Apple Inc. is coming under growing pressure from investors to rethink its approach to artificial intelligence, as concerns rise over its lagging innovation and significant drop in market value. So far this year, the company’s stock has declined by 16%, wiping out more than $630 billion in market capitalization. Meanwhile, tech rivals such as Meta Platforms Inc. have gained investor favor thanks to their bold AI investments.
A major source of investor frustration stems from Apple’s slow progress in integrating cutting-edge AI features across its ecosystem of devices. With the broader market increasingly focused on artificial intelligence as a key growth driver, Apple’s cautious and methodical approach has sparked criticism and calls for a strategic shift.
According to Atif Malik, an analyst at Citigroup Inc., Apple has historically avoided large-scale mergers and acquisitions, preferring to build technologies in-house. Its last major purchase was the $3 billion acquisition of Beats in 2014. However, Malik believes sentiment would improve if Apple made a bold move—such as acquiring or taking a significant stake in a leading AI firm—to show it’s serious about catching up in this space.

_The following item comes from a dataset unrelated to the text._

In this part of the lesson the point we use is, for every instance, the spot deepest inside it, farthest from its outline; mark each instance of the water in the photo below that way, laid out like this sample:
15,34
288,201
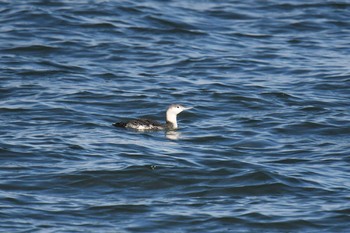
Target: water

Investors are closely watching Apple’s strategy amid mounting concerns that it’s falling behind its peers. While the company also faces external headwinds such as rising tariffs and increasing regulatory scrutiny, its lackluster AI rollout has become a central issue. Despite expectations, Apple’s AI announcements at last month’s Worldwide Developers Conference were met with underwhelmed reactions.
Although Apple didn’t comment on these concerns, there are signs it might be reconsidering its strategy. Bloomberg News recently reported that Apple executives have internally discussed acquiring Perplexity AI, a fast-growing startup focused on AI-powered search. A deal could help Apple accelerate its AI capabilities and bring in top-tier talent. Perplexity recently completed a funding round valuing it at $14 billion.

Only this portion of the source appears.